El templo religioso presenta un aire inequívocamente clasicista, como bien reflejan los edículos (templetes adosados a los muros) de su fachada principal y el pórtico tetrástilo que enmarca el acceso.

Pero, sin duda alguna, lo que más destaca es su enorme cúpula sobre tambor y linterna, que emerge desde el crucero, intencionadamente desproporcionada con respecto a las torres laterales de la fachada y que sirve de contrapunto al pequeño domo de la Capilla Real, situada en el flanco septentrional del palacio.

Al sur de la catedral, Sachetti concibió una nueva plaza, esta vez en exedra. De ella parte un puente monumental, que se apoya en nueve arcos de medio punto, que salva los barrancos de la Calle de Segovia, hasta enlazar con Las Vistillas. Su parte superior está coronada con naves porticadas y tres arcos triunfales, dos en los extremos y otro justo en el centro.

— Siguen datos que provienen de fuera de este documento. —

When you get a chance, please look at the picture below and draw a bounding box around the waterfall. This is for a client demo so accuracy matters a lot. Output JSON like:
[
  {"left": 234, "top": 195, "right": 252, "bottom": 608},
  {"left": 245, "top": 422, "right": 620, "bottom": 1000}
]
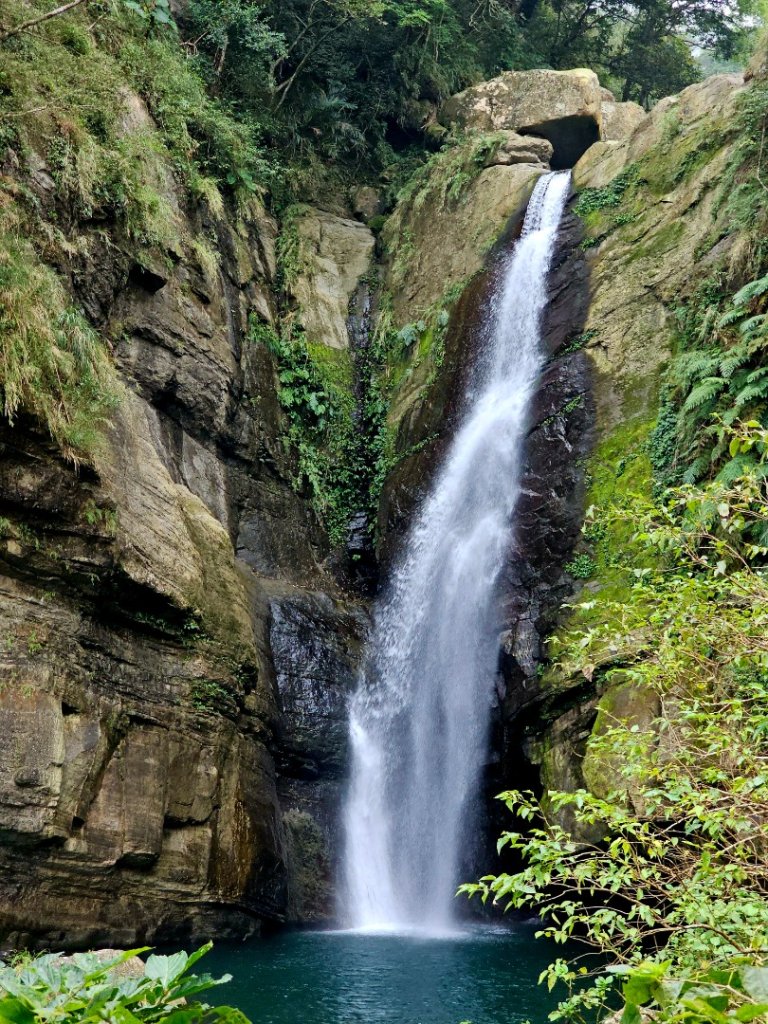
[{"left": 343, "top": 172, "right": 570, "bottom": 934}]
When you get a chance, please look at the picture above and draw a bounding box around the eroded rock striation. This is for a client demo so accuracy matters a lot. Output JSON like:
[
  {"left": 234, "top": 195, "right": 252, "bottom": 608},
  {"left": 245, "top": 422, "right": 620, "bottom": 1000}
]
[{"left": 0, "top": 32, "right": 757, "bottom": 947}]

En referencia a los desniveles existentes hasta llegar a las riberas del río Manzanares, el arquitecto contempló la realización de distintos terraplenes artificiales, ornamentados con arquerías, escalinatas, esculturas, fuentes y puertas artísticas. Entre estas últimas, cabe citar la de la Cuesta de San Vicente y la de la Calle de Segovia.





Proyecto para el Palacio Real de Juan Bautista Sachetti (1752). Museo de Historia de Madrid. Calco sobre un original perdido, realizado en 1847 por el ingeniero Juan Ribera. Se conserva en dos pliegos, pegados por la parte central.

Visión de futuro

Al margen del Palacio Real, poco más pudo llevarse a cabo del impresionante plan ideado por Juan Bautista Sachetti, que, insistimos, nos atrae especialmente por la globalidad de su planteamiento y, sobre todo, por su carácter precursor.

Bien es verdad que la falta de recursos impidió que la totalidad del proyecto se ejecutara, pero también es cierto que, aún sin hacerse, ha tenido una influencia decisiva en la actual configuración del entorno urbano de la cornisa, resultado de intervenciones aisladas y aparentemente inconexas.

Nadie puede negar que el eje actualmente formado por la Plaza de la Armería, la Catedral de la Almudena y el Viaducto de Segovia, uniendo el Palacio Real con San Francisco el Grande a través de la Calle de Bailén, trazada a finales del siglo XIX, tiene sus bases en las premisas que Sachetti dejó sentadas en 1752.

Incluso la ubicación del Teatro Real en plena Plaza de Oriente, al lado mismo del palacio, parece tomar prestada la idea del arquitecto italiano de convertir la zona en una gran área de servicios, tal y como él mismo previó con la realización de un coliseo, junto a la catedral.